Hiring is broken. Here’s how to fix it
Practical skills will matter more in the new economy. Image: Rawpixel/Unsplash
Hiring has not altered much since the early days of the 20th century. Despite all of the advances in technology, it costs over £30,000 to replace a staff member and takes nearly 30 days. In 2014, replacing staff cost British businesses £4 billion as new employees take up to eight months to reach optimum productivity levels.
This outdated model does not benefit those who don’t fare well in our test-based, rote-learning education system. The playing field is beyond uneven. It does not benefit learners in vocational education and training, it does not favour those increasing number of young people who have atypical careers, it does not help veterans, it does not help mothers. It doesn’t even help businesses – there are currently 2.8 vacancies for every 100 employees in the UK.
Hiring practices look to the past
We continue to rely on outdated methods of hiring, rooted in an earlier age. Like many business operations, we bolt on more processes rather than examining the larger system and rebuilding it to meet our current needs. We are still hiring as if work consisted of repetitive tasks when the core competency most jobs require, whatever the skill level, is critical thinking.
Degrees and years of experience provide very little insight into this. Indeed, research has shown that, together, degrees, training, and experience possess just a 2.1% predictive ability for job success. We treat these filtering tools as if they were oracles and then act surprised when our human capital fails to meet our business expectations. While businesses depend on human capital to function, hiring is treated as a necessary evil rather than a core business competency. Fundamentally, we are not very good at hiring people.
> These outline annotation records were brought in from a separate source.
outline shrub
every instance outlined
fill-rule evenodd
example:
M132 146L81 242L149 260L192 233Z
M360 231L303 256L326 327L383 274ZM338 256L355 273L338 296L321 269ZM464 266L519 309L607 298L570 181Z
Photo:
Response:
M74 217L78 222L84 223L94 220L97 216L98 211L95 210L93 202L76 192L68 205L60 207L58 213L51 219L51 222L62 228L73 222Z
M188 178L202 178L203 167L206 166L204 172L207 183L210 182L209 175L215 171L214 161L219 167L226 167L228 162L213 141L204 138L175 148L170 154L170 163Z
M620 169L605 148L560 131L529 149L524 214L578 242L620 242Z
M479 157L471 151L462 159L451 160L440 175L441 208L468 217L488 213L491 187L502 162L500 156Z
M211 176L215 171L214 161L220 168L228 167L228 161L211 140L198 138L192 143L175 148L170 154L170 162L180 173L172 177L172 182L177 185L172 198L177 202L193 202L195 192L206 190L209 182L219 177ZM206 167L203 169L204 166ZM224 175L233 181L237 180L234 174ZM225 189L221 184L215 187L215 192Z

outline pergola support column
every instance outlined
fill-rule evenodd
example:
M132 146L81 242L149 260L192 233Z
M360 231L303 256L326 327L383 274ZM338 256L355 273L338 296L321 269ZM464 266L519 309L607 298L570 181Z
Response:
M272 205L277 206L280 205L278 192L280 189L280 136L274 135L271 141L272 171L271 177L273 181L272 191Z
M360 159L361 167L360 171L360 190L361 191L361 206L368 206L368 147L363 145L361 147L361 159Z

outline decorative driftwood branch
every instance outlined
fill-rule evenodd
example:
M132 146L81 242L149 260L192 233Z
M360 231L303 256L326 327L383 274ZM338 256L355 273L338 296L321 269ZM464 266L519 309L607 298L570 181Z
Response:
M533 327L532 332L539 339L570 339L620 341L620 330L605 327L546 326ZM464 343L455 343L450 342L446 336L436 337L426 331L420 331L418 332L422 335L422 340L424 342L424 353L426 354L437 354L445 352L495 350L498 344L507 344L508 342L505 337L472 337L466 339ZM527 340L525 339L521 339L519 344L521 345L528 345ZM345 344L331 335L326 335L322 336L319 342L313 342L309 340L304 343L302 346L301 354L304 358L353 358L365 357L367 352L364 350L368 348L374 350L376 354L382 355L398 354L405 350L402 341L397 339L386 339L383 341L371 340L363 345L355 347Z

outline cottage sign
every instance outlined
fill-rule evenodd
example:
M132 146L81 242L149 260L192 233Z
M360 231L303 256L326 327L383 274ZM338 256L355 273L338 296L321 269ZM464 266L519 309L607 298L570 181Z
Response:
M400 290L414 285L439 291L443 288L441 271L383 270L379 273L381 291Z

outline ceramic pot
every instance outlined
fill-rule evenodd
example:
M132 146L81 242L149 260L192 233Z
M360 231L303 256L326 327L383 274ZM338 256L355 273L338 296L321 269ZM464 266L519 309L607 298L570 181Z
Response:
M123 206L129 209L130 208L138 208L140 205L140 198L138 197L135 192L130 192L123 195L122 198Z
McKinsey partners Lowell Bryan and Claudia Joyce, in their book “Mobilizing Minds: Creating Wealth from Talent in the 21st-Century Organization" write: “In a modern, networked, and knowledge-based business environment, intangible assets (such as skills, reputations, and relationships) generate the highest value.”
It is clear that the business case for hiring should be focused on employees’ future capabilities – but that is not what hiring today looks at. Google’s former head of human resources Laszlo Bock, whose team receives 50,000 resumes a week, says: “Resumes are terrible. It doesn’t capture the whole person. At best, they tell you what someone has done in the past and not what they’re capable of doing in the future.”
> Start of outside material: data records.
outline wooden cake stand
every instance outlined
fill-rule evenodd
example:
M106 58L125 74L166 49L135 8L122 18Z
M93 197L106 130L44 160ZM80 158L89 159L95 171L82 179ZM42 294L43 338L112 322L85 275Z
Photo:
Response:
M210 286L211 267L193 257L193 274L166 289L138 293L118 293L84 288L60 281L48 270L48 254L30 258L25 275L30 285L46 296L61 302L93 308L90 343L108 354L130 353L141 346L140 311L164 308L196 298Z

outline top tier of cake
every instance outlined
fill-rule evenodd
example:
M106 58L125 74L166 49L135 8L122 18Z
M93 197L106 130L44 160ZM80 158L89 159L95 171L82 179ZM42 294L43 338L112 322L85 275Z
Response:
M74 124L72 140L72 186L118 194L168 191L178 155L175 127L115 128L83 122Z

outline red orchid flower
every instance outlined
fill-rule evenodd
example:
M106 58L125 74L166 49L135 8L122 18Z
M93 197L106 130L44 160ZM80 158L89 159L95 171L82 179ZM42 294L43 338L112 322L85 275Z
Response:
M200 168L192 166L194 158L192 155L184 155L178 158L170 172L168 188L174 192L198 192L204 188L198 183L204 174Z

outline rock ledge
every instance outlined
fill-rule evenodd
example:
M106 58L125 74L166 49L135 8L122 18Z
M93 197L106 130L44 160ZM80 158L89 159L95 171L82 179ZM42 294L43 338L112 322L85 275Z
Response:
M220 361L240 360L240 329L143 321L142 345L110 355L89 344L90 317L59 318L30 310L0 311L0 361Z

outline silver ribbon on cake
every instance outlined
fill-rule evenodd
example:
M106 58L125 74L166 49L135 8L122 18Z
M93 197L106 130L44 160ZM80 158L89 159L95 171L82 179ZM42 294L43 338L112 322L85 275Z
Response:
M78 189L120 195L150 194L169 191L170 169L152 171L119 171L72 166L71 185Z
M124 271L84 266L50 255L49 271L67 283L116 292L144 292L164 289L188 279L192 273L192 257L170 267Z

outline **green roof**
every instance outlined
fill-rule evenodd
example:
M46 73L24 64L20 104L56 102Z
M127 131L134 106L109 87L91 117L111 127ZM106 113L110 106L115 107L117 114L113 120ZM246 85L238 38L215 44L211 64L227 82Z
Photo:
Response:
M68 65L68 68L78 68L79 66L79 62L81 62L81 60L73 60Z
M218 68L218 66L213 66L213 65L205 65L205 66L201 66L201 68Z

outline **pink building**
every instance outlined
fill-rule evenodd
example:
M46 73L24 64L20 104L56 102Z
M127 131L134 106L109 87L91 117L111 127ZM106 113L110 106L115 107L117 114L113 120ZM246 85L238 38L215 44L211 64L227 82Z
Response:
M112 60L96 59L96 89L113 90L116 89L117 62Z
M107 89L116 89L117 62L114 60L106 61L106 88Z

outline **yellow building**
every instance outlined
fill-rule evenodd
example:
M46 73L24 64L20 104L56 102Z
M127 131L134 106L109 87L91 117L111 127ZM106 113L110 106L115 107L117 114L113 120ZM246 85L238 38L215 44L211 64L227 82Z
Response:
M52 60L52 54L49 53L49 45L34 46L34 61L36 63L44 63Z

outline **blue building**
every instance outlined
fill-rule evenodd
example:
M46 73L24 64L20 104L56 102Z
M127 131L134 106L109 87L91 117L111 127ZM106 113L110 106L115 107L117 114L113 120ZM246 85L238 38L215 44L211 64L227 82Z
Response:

Practical skills will matter more in the new economy
The pace of change in a digital economy demands that all workers bring an entrepreneurial mindset to their jobs. Being an entrepreneur means that you are skilled at adapting to change; that you are able to critically identify and assess problems and propose logical solutions; that you work flexibly within teams; and that you know how to communicate effectively with diverse groups of people. We need to change the way we hire in order to better assess prospective employees’ capabilities in these areas.
And we need to change the way we educate in order to strengthen students’ innate talents and human skills. Focusing on building these entrepreneurial skills will prepare learners exactly for these jobs of the future.
Employers are starting to demand skills-based education to enable skills-based hiring. Singapore has an entire programme called “second skilling”. Software development companies like Skillist allow hiring managers to easily make skills their focus. Skillist wants to do away with the 500-year-old idea of resumes by taking the focus away from credentials to transversal skills thus making hiring fairer – and more effective: 40% of its applicants passed through to the next round, double the normal rate.
The change towards skills-based education is taking place
In Europe, education, economic and employment policies are shifting to skills-based learning. Digital skills were already mapped in the 2013 European Commission Digital Competence Framework (DigComp), and in 2016 the Entrepreneurship Competence Framework (EntreComp) that maps transversal skills such as spotting opportunities, creativity, working with others, and mobilising resources, was added.
The EntreComp framework has laid the foundation for a common language addressing which skills are entrepreneurial and the value of entrepreneurial skills at all levels. Its user guide will give these skills more visibility, which in turn will be able to influence policy-making.
A new curriculum is being developed for schools in Wales focussing on skills building and raising lifelong learners, as life and the world changes around them. Scottish pupils are learning to 'make life better' as ethical entrepreneurs.
And companies as diverse as Greyston and IBM are turning to skills-based hiring as a better way to hire the talent they need to drive their business success.
Hiring is broken. Skills-based tools are how we fix it.